Свет в океане
Шрифт:
Городок Партагез на стыке двух океанов образовался сам по себе, притягивая как магнитом жителей в это удобное место, где была пресная вода, плодородная почва и отличная бухта. Местный порт, конечно, не мог соперничать с Албани, но вполне годился для перевозки древесины, сандалового дерева и говядины. Постепенно поселение обрастало ремесленниками и торговцами, в городке открылась школа, появились разные церкви, много кирпичных и каменных домов и еще больше — деревянных. Заработали магазины, возвели здание ратуши, и даже открылось отделение фирмы Далгети по продаже товаров для колонистов и скупке их продукции. И еще открылось много питейных заведений. Очень много.
С самого основания поселения его жители считали, что все стоящие внимания события происходят за его пределами. Новости из внешнего мира напоминали капли дождя, которые с трудом просачивались сквозь густую крону
В других городах все было иначе. Например, в Калгурли, который находился в сотнях миль в глубь материка, под коркой пустыни пролегали золотые жилы. Туда съезжались старатели, не имевшие ничего, кроме тачки и лотка, а уехать могли на легковом автомобиле, за который расплачивались золотым самородком размером с кошку. Не случайно в названиях улиц там то и дело встречалось слово «Крез». Мир нуждался в том, что имелось в Калгурли. А древесина и сандаловое дерево, которые мог предложить Партагез, были сущей мелочевкой, спрос на которую никогда не порождал бума и буйного расцвета.

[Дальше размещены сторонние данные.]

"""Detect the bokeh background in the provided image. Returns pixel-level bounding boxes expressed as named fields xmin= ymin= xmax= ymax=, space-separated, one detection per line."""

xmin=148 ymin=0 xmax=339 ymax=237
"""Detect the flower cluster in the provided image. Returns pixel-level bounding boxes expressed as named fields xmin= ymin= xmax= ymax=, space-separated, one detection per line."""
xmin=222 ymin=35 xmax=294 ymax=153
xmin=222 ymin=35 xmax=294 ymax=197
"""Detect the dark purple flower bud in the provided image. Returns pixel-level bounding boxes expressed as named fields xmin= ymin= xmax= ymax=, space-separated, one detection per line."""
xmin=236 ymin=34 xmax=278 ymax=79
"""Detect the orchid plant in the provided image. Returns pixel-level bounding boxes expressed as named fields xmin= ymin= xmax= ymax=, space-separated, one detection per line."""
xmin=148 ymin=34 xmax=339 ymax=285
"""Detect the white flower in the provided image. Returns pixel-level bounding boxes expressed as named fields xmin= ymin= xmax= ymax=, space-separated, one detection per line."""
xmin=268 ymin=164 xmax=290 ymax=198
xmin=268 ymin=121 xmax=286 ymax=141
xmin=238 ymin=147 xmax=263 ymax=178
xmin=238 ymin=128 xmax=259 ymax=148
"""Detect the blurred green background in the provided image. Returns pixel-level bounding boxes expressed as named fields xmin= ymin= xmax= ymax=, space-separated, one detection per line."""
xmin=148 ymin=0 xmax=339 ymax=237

Но в 1914 году все изменилось. Неожиданно выяснилось, что у Партагеза тоже имелось нечто, в чем отчаянно нуждался мир. Это были молодые мужчины, лесорубы и пахари, привычные к лишениям и тяжелому труду. Эти мужчины были отличным пушечным мясом для войны в другом полушарии.
1914 год запомнился торжественными проводами и запахом кожи на новеньких формах. Но год спустя жители Партагеза вдруг стали ощущать, что события в мире уже не обходят стороной их городок: любимые и пышущие здоровьем мужья и сыновья не возвращались, но зато начали приходить телеграммы. Эти клочки бумаги часто выпадали из обессиленных рук и тут же подхватывались порывистым ветром. В них говорилось, что чудесных сыновей, которых они растили, купали, бранили и жалели… что их больше нет на свете. Партагез стал частью большого мира позже других, и присоединение сопровождалось мучительной болью.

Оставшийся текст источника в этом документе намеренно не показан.